Banquo. Ja, gnädigster Herr, wir können nicht länger verweilen
Macbeth. Ich wünsche euern Pferden schnelle und sichre Füsse, und hiemit empfehl' ich euch ihrem Rüken. Lebet wohl. (Banquo geht ab.) Laßt bis Abends um sieben Uhr, jedermann Meister von seiner Zeit seyn; das Vergnügen der Gesellschaft desto besser zu schmeken, wollen wir selbst bis zum Abendessen allein seyn; bis dahin, sey Gott mit euch!
(Lady Macbeth und Lords gehen ab.)
Macbeth und ein Bedienter bleiben.
Macbeth. Camerad, ein Wort mit dir; sind diese Männer bey der Hand, die wir foderten?
Bedienter. Gnädigster Herr, sie warten bey der Schloß-Pforte.

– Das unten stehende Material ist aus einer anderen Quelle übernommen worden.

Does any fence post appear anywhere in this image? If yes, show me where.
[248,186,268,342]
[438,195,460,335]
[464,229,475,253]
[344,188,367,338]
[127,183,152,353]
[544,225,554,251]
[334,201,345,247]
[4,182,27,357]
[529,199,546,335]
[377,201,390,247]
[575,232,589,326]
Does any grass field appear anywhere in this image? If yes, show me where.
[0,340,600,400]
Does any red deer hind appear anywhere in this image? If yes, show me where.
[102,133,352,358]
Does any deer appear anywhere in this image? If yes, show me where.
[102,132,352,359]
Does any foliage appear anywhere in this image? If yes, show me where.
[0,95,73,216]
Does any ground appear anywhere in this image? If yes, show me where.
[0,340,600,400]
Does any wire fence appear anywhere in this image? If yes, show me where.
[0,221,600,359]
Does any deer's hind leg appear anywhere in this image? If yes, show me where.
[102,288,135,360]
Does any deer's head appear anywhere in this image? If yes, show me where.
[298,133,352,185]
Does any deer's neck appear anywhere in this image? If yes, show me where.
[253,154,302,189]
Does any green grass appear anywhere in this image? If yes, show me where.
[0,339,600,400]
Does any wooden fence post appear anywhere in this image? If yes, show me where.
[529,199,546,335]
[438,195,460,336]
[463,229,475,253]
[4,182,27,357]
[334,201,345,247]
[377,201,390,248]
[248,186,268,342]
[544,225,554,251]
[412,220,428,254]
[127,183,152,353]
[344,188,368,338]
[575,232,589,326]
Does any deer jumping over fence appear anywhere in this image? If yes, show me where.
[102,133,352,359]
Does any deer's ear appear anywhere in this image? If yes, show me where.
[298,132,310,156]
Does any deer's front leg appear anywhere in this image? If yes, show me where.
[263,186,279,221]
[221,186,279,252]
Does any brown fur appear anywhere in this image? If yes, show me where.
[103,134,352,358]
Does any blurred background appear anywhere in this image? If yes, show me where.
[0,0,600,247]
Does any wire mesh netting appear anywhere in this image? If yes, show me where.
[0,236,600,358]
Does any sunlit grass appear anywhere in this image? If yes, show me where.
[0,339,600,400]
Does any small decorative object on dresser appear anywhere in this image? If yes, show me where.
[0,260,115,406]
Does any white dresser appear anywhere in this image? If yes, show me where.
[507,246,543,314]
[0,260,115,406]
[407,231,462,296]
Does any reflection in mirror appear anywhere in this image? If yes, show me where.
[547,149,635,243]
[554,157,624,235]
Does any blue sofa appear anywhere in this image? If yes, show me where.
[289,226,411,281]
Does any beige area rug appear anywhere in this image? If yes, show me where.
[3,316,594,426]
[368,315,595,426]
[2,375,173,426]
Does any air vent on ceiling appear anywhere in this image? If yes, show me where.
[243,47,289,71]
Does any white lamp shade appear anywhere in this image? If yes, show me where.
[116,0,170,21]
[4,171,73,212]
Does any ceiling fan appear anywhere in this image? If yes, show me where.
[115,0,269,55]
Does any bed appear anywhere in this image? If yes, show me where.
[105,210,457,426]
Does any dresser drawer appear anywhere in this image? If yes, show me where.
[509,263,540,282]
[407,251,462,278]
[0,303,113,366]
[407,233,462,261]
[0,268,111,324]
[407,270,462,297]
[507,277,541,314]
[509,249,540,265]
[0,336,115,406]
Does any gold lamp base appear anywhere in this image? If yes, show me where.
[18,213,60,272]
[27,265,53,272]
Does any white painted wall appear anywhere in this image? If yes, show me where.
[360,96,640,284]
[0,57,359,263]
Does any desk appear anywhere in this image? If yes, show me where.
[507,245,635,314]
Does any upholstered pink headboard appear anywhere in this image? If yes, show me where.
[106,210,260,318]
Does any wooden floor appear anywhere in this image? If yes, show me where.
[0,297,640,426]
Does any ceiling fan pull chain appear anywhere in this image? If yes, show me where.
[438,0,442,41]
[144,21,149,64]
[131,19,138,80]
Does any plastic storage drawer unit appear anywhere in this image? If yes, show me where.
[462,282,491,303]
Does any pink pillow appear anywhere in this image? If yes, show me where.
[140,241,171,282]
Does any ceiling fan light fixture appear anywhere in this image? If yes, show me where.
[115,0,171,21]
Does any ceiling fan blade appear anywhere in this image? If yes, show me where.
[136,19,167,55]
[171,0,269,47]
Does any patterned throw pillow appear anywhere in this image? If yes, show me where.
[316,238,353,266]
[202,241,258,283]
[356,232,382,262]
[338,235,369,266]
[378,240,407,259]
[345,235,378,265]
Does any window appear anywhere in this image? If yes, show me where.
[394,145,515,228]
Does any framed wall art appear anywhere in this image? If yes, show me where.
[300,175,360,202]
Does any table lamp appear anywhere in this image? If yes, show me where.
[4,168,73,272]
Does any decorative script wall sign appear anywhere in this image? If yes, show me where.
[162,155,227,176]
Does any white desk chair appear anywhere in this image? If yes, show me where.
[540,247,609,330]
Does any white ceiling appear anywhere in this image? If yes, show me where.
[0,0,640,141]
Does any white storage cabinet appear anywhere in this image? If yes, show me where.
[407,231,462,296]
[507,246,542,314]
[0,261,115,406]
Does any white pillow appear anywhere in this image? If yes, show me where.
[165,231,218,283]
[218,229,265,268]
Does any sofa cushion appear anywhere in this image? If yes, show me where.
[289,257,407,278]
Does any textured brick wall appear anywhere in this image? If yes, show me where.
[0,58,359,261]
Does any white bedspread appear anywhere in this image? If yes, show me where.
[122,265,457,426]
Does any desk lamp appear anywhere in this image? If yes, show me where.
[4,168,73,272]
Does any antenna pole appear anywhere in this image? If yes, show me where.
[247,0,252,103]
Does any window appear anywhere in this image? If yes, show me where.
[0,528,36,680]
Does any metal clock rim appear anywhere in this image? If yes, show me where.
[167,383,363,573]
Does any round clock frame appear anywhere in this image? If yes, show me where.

Macbeth. Führe sie vor uns (Der Bediente geht ab.) Das zu seyn, ist noch nichts; aber es mit Sicherheit zu seyn Wir haben grosse Ursachen, diesen Banquo zu fürchten; es herrscht ein Etwas in seiner Königlichen Seele, das gefürchtet werden will. Sein Muth reicht weit, und zu dieser unerschroknen Stählung seines Gemüths, besizt er eine Klugheit, die seinen Muth regiert, und seinen Unternehmungen Sicherheit giebt. Er ist der einzige, dessen Daseyn ich fürchte. In seiner Gegenwart allein wird mein Genius gedämpft, wie man erzählt, daß Antons seiner es vor Cäsars war. Er redte die Schwestern trozig an, da sie zum erstenmal den Königs-Titel auf mich legten, und befahl ihnen, zu ihm zu reden; und dann grüßten sie ihn, prophetisch, den Vater einer Reyhe von Königen. Auf mein Haubt sezten sie eine unfruchtbare Crone, und gaben mir einen dürren Scepter in meine Hand, damit er von einer fremden Hand mir einst entwunden werde. Ist es so, so hab ich für Banquos Nachkömmlinge meine Seele beflekt, für sie den huldreichen Duncan ermordet; für sie auf ewig den Frieden meines Herzens verlohren, und mein unvergängliches Kleinod dem allgemeinen Feind der Menschen verkauft, um sie zu Königen zu machen die Nachkommen des Banquo zu Königen: Eh diß seyn soll, eh komme der Tod in die Schranken, und fordre mich zum Kampf aufs Leben heraus! Wer ist hier?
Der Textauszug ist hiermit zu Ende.